Israeli construction crews have been observed working in this area only at night over the last month. One local resident believes this is because the land has not been legally obtained, and they are therefore trying to be inconspicuous about their activities. These days they build in broad daylight. Photos taken in July of 1997 show the changes that have occurred in this short period of time (Figure 10, Figure 11). Today, two rows of large houses overlook Nabi Saleh from the settlement . These have been under construction for the past year, and are still incomplete and uninhabited (Figure 12). A new by-pass road, also from this year, lies in front of them. A planned by-pass road linking Israeli colonies from north to south will run to the east of Halmish, and any further expansion of the colony is expected to encroach on more village land.


Figure 10: Halmish industrial area prior to the construction of new caravans.

Figure 11: Halmish in July of 1997.

Figure 12: Rows of large, unoccupied houses at Halmish colony.


Established in 1977, Halmish colony has been notorious for dumping industrial wastewater on Palestinian agricultural land . Several industries are visible in the colony. This includes a large tanning factory that backs onto a Palestinian nature reserve and several chicken farms. Many olive trees, the main means of living in the nearby Palestinian villages, have been damaged by this industrial waste. The location of these new caravans next to the other settler industries suggests that they will be used for even more industrial activity.

These are just three of many examples of Israeli defiance of the Wye Agreement:

  • A new settlement called Um Al Akhwass was created in the eastern part of Yatta.

  • A Palestinian hill outside of Bethlehem was claimed by settlers from Gush Etzion.

  • Gavat Horshen settlement was established near the existing settlements of Dolev and Talmonim, northwest of Ramallah.

  • The settlement of Givat Hahesh was created near Allon Spot, southwest of Bethlehem.

  • Matzpe Dume settlement was created on Palestinian land near Ma'ale Muhmas.

  • Mobile homes have been erected on Palestinian land in Der Bain, Avnai Hafetz in the Tulkarem area, Alfei Menashe south of Nablus, and near Qadumim in the Nablus area.

  • Settlement expansion has gone underway in Eli, Ataret Kohanim, Kiryat Arba', and many areas surrounding Eat Jerusalem.

  • 1,000's of dunums of land have been confiscated in the West Bank and Gaza Strip.

  • Several by-pass roads are being built and expanded upon, including a road linking Ibal with settlements in the Jordan Valley, a road connecting Karme Tzor with Route 60, the enlargement of the Trans-Samaria Road, and a by-pass road connecting Abu Gnaim with Route #20.
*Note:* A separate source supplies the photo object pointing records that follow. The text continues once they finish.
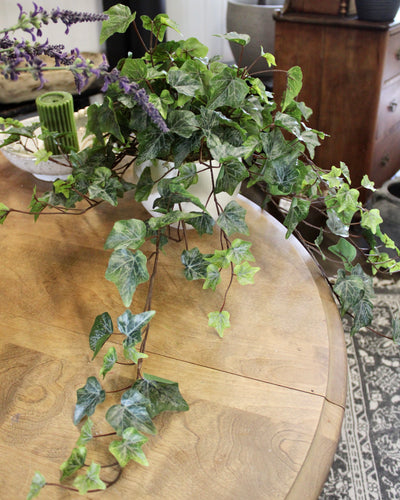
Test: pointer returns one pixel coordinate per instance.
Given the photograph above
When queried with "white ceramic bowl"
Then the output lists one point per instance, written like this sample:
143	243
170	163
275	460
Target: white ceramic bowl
55	168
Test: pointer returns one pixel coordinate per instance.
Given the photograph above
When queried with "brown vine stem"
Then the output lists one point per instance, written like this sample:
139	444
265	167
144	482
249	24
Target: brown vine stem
147	306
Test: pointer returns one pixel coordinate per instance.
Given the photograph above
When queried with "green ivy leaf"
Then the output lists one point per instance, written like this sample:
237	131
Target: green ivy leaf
4	211
245	273
232	36
119	20
132	412
74	462
88	397
213	277
126	234
195	266
91	481
345	250
129	448
232	219
298	211
127	270
227	90
240	251
294	85
38	482
164	395
86	433
371	220
101	331
109	361
219	320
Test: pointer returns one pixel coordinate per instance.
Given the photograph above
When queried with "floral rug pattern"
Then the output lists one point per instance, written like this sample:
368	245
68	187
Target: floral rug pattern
367	462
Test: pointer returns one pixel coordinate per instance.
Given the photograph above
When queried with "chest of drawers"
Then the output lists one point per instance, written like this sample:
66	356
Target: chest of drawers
351	80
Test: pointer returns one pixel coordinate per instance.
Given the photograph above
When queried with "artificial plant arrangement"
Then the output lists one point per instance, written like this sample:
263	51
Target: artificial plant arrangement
174	117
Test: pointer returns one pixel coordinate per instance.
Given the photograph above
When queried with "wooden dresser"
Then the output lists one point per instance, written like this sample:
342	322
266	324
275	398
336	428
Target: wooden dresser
351	80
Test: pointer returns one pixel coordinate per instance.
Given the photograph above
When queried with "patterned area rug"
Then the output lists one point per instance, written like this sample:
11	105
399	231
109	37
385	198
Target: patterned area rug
367	462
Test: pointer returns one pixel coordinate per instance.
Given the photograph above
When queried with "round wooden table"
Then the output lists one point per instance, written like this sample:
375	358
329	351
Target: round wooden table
266	401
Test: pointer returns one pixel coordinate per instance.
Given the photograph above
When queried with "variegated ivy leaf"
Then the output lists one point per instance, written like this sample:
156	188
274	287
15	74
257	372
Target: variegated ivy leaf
38	482
109	361
240	251
132	412
101	331
130	351
88	397
127	270
119	20
232	219
91	481
126	234
86	433
164	395
194	263
245	273
74	462
239	38
130	447
219	320
131	324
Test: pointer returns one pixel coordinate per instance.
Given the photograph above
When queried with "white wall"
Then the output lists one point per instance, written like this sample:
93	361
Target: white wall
201	19
85	35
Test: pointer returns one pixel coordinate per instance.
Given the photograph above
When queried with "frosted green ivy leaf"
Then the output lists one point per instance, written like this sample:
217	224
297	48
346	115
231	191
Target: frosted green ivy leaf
126	234
132	412
220	258
367	184
227	90
119	20
294	85
131	324
129	448
194	263
74	462
130	351
127	270
270	58
219	320
38	482
86	433
41	155
371	220
163	395
345	250
239	38
213	277
109	361
4	211
88	397
91	481
240	251
101	331
232	219
245	273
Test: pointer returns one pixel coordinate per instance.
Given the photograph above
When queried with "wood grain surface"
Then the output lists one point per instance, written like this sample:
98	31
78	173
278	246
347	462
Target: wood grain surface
266	402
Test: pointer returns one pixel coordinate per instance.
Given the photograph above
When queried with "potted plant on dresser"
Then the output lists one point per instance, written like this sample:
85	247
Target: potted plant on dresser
173	118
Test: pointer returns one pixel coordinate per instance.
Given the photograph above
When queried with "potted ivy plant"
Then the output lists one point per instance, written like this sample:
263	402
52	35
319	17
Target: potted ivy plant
191	117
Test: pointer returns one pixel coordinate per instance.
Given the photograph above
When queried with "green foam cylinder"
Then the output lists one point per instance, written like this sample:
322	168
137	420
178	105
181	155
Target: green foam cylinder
56	114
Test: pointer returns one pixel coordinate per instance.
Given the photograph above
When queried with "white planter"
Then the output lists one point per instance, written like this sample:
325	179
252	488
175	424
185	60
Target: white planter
201	189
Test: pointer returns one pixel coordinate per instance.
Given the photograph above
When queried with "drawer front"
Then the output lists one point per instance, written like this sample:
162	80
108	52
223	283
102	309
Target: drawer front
389	110
386	158
392	59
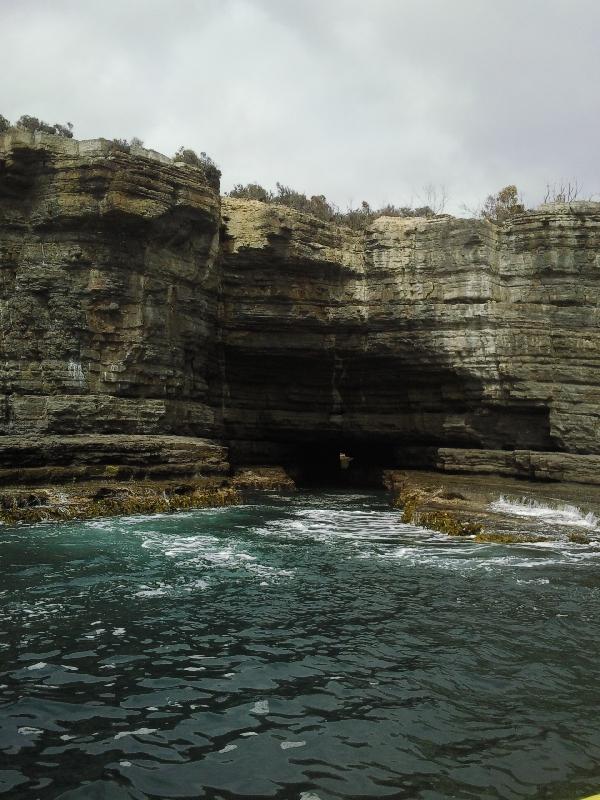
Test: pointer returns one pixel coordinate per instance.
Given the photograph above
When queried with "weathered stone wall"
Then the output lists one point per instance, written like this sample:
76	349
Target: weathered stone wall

The last by-pass road is for the connection of the main road into Jerusalem with a settlement that does not exist yet. The construction of Har Homa settlement on Abu Gnaim mountain north of Bethlehem has been a major controversy for years. The Israeli Government has recently agreed to the construction of this settlement and has put out tenders for its construction. The November 6 car bomb explosion in West Jerusalem not only delayed the approval of the Wye Agreement by the Israeli Knesset for the fourth time, but it gave Prime Minister Netanyahu the excuse to allow the construction of the infamous Har Homa settlement, along with many other unilateral actions within the Palestinian Territories.

Each one of these actions are in clear violation of the letter and the essence of the Wye River Agreement. This disregard of yet another international Agreement signed and agreed to by the State of Israel clearly shows the true intentions of this State towards the Occupied Palestinian Territories.